On Monday, Americans celebrated the life of one of the nation's most influential civil rights activists, Martin Luther King, Junior. King fought for change in the 1950s and 60s - a time when much of the American South was still segregated and millions of African Americans faced violence and discrimination. As VOA's Alex Villarreal reports, volunteers carry on his legacy.
August 28, 1963. American civil rights leader, Martin Luther King, Jr., issues his now famous call-to-action.
Speech excerpt: "I have a dream that one day this nation will rise up and live out the true meaning of its creed. 'We hold these truths to be self-evident, that all men are created equal.'"
Now, more than 40 years later, Americans unite on the U.S. holiday honoring his birth to answer that call.
We Feed Our People is a coalition of individuals and organizations in the nation's capital devoted to continuing King's work.
Each Martin Luther King Day, hundreds of volunteers flock to the MLK Library in downtown Washington to provide food, warm clothes and health screenings for the city's homeless. Monday marked the event's 21st year.

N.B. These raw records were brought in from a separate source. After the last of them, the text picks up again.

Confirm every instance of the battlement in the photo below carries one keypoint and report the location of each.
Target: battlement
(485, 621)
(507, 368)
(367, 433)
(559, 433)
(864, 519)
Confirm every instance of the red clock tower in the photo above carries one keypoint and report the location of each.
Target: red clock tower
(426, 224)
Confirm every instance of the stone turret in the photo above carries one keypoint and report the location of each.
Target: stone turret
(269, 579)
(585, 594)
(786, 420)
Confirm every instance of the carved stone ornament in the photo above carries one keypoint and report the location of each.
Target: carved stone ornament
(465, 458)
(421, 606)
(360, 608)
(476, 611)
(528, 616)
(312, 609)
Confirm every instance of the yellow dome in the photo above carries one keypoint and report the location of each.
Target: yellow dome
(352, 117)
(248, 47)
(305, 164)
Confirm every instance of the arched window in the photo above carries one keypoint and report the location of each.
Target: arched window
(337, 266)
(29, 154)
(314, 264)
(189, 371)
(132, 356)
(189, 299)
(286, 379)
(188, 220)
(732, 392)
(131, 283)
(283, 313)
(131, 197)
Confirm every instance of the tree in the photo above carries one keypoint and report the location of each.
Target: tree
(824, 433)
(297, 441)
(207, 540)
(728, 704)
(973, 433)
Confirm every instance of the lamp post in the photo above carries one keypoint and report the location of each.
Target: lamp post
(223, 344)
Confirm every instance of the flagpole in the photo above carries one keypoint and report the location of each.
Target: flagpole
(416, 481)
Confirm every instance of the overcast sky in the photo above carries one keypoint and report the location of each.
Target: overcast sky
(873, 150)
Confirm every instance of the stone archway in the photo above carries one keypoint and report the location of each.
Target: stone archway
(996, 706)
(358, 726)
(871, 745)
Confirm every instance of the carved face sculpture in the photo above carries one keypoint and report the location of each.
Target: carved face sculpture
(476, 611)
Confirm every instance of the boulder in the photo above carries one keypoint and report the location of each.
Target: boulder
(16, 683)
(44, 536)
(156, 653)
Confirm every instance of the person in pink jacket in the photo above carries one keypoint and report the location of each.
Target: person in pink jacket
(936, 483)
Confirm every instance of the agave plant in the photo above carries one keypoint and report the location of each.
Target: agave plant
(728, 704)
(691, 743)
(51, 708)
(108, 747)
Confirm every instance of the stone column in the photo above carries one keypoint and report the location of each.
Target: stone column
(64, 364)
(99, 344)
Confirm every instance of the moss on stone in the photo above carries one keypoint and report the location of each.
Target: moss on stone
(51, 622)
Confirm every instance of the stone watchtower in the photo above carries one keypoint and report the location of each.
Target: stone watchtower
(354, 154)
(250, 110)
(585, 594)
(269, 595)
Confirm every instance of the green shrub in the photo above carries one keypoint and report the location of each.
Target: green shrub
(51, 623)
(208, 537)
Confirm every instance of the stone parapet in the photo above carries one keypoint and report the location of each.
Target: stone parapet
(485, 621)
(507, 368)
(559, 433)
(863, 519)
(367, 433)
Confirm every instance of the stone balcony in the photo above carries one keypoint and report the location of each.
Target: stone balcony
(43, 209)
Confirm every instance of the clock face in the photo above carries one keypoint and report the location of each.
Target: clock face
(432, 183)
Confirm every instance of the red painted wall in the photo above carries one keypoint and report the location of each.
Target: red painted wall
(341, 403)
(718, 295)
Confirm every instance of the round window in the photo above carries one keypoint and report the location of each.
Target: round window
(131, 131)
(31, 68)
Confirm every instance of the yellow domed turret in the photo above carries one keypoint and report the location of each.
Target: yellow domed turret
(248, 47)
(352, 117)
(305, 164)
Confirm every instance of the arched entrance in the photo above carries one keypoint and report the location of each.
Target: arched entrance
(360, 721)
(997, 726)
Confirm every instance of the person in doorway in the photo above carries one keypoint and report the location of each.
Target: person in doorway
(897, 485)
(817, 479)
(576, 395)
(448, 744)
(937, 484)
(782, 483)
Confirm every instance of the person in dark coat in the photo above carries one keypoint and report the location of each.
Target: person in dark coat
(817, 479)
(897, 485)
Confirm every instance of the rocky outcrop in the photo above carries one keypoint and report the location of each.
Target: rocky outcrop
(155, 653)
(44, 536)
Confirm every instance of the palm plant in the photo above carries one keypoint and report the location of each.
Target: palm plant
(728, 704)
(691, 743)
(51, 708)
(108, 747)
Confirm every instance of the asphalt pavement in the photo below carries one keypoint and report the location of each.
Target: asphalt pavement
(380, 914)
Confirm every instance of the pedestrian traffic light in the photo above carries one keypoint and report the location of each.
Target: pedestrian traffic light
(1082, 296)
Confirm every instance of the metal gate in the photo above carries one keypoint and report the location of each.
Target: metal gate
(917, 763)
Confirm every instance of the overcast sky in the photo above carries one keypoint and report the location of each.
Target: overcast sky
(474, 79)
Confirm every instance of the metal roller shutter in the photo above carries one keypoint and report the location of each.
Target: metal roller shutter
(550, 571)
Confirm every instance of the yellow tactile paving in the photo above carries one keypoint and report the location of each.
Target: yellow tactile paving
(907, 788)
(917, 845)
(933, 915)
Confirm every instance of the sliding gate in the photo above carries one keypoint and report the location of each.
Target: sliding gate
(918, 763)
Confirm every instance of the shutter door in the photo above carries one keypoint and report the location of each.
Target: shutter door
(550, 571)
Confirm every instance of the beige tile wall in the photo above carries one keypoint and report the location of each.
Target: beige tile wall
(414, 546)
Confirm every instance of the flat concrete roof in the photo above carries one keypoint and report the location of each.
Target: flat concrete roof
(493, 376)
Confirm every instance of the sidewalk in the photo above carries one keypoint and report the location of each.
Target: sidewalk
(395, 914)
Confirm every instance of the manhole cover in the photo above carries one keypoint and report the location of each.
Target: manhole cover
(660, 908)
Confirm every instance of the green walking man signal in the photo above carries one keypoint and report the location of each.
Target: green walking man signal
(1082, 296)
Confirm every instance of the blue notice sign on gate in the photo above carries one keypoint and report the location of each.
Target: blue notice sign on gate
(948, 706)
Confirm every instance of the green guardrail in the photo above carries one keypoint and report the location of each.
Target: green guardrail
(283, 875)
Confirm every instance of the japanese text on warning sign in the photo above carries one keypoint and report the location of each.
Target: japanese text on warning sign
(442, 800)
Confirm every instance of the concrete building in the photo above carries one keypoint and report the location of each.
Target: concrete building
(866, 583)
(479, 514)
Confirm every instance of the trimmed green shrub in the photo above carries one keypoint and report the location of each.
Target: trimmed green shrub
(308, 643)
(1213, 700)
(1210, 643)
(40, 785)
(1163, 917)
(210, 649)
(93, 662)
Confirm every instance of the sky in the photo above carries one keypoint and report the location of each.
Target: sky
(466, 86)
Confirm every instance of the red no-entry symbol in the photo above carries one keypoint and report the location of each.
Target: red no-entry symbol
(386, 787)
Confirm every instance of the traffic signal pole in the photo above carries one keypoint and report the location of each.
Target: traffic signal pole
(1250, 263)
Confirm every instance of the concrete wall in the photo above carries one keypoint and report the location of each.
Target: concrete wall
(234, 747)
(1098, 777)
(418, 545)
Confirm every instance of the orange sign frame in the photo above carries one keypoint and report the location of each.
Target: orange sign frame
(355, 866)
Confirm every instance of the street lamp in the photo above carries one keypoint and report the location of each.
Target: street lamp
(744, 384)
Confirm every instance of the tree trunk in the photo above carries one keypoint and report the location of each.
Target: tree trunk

Organizer Leon Fortson says We Feed Our People responds to an important need. "We all know that there are people in this community who don't have the resources that we have. So this is a chance to get back at that demographic and make sure they know at least that somebody cares about them."
Miss Black DC, Amanda Lewis, has helped We Feed Our People for the past three years. She says it is inspiring to watch the community honor King's legacy by taking action. "All these people out here in the freezing cold, just to see all these people out here willing to give up their time to be here to help others, I think that is the most important message that Dr. King wanted us to have," Lewis said.
Earlier Monday, President Bush visited the MLK Library, where he expressed support for the volunteers. He also encouraged people not to limit their action to just one day. He said, "By loving a neighbor like you'd like to be loved yourself, by reaching out to someone who hurts, by just simply living a life of kindness and compassion, you can make America a better place and fulfill the dream of Martin Luther King."
In 1968, King was shot and killed on a hotel balcony in Memphis, Tennessee.
But his demands for equality made their mark. And in volunteers across the country, his dream lives on.